Bus Riders Union Vows to Stage a Fare Strike


Escalating an already contentious dispute between some Los Angeles bus riders and the agency entrusted with serving them, dozens of demonstrators Thursday took their message to the streets and vowed to hold a fare strike next month.

The Bus Riders Union staged two rallies against the Metropolitan Transportation Authority, one at Martin Luther King Jr. and Crenshaw boulevards and another at Vermont and Vernon avenues.

The protesters, estimated at no more than 50, slapped MTA buses with yellow caution tape and stickers that read “No Seat, No Fare.”

Two demonstrators, a woman and a man, were arrested on suspicion of vandalism and a third person was cited for interfering with traffic.


Los Angeles Police Sgt. Lewis C. Wiggins II said wrapping the buses in tape and putting stickers on them “was blatant irreverence for the law” and would not be tolerated.

As many as six police units responded to the scene at one point.

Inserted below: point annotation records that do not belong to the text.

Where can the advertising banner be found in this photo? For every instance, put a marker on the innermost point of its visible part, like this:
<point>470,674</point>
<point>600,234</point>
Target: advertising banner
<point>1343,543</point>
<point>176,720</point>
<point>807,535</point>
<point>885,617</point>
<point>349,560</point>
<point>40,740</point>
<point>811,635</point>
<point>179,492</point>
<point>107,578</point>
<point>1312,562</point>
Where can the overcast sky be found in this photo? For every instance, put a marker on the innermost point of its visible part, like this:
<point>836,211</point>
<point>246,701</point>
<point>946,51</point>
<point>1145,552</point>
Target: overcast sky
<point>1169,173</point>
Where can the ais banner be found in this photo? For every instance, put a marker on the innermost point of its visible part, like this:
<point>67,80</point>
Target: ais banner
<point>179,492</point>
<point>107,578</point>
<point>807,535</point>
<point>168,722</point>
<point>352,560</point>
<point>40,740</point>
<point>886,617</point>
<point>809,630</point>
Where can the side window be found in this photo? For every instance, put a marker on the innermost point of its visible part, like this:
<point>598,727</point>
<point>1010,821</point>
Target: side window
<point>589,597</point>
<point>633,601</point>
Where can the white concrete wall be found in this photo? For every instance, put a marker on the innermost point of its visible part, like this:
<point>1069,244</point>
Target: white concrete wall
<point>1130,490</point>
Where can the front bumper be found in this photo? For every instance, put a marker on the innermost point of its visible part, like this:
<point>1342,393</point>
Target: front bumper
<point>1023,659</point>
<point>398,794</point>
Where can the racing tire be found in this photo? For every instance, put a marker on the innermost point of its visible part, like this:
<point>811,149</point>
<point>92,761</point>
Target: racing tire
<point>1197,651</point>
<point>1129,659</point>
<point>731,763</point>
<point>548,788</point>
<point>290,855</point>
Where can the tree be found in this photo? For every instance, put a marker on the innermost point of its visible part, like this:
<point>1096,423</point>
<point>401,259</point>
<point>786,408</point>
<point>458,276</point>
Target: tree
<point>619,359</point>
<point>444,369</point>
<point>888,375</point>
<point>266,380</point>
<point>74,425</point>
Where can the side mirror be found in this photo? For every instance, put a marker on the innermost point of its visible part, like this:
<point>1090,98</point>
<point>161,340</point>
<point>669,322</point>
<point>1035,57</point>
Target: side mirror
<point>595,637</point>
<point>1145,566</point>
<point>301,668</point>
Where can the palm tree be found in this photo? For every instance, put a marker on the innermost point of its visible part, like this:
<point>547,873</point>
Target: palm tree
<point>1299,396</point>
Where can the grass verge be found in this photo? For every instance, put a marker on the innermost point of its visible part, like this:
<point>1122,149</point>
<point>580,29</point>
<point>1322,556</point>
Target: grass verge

The protesters, who say the quality of bus service is poor and buses are overcrowded, called for a fare strike by riders to begin Aug. 11.

They chanted “Hey, hey, MTA. The bus is overcrowded, we won’t pay.”


Some of the demonstrators boarded buses and distributed fliers calling for the strike. The leaflets, in English and Spanish, told the riders, “If the bus is crowded, don’t pay your fare!”

Some bus drivers avoided the stops near the intersections because of the protesters.

Thursday’s demonstration marked the most aggressive action yet by the riders union, which is embroiled in a battle with the MTA over the state of the agency’s bus system.

Last month, the group, which claims about 2,000 members, staged protests in the downtown garment district and in East Los Angeles.


Four years ago, the union and the NAACP filed a federal civil rights lawsuit against the MTA alleging that the sharp differences in funding between rail service and bus service in the county constituted separate and unequal mass transit systems.

Faced with the lawsuit, the agency agreed to a federal consent decree that set specific goals for reducing overcrowding and improving the county transportation agency’s bus service.

However, Eric Mann, the union’s leader, said members are frustrated by what he called the MTA’s failure to comply with the requirements. The consent decree ordered the agency to reduce crowding in the buses by late last year, with no more than 15 passengers standing in the buses during peak hours.

The MTA contends that it is endeavoring to meet the federal court’s requirements. Part of the problem is the two sides have conflicting data and cannot agree on methods to calculate the number of standing riders to determine if the requirement is being met.


The issue is being argued before a special master, Donald T. Bliss, appointed by U.S. District Judge Terry J. Hatter Jr.

Last week, Bliss directed the two sides to file legal briefs with him in the coming weeks. The deadline for the union is Aug. 14 and Aug. 21 for the MTA.

MTA spokesman Gary Wosk said the agency considers the threat of a fare strike to be “counterproductive” when it has an ongoing dialogue with the Bus Riders Union.

“We believe we have made a lot of headway,” Wosk said.


If the fare strike occurs, he said, it will be an inconvenience to other riders because the refusal to pay may cause delays on bus lines.

Times staff writer Daniel Yi contributed to this story.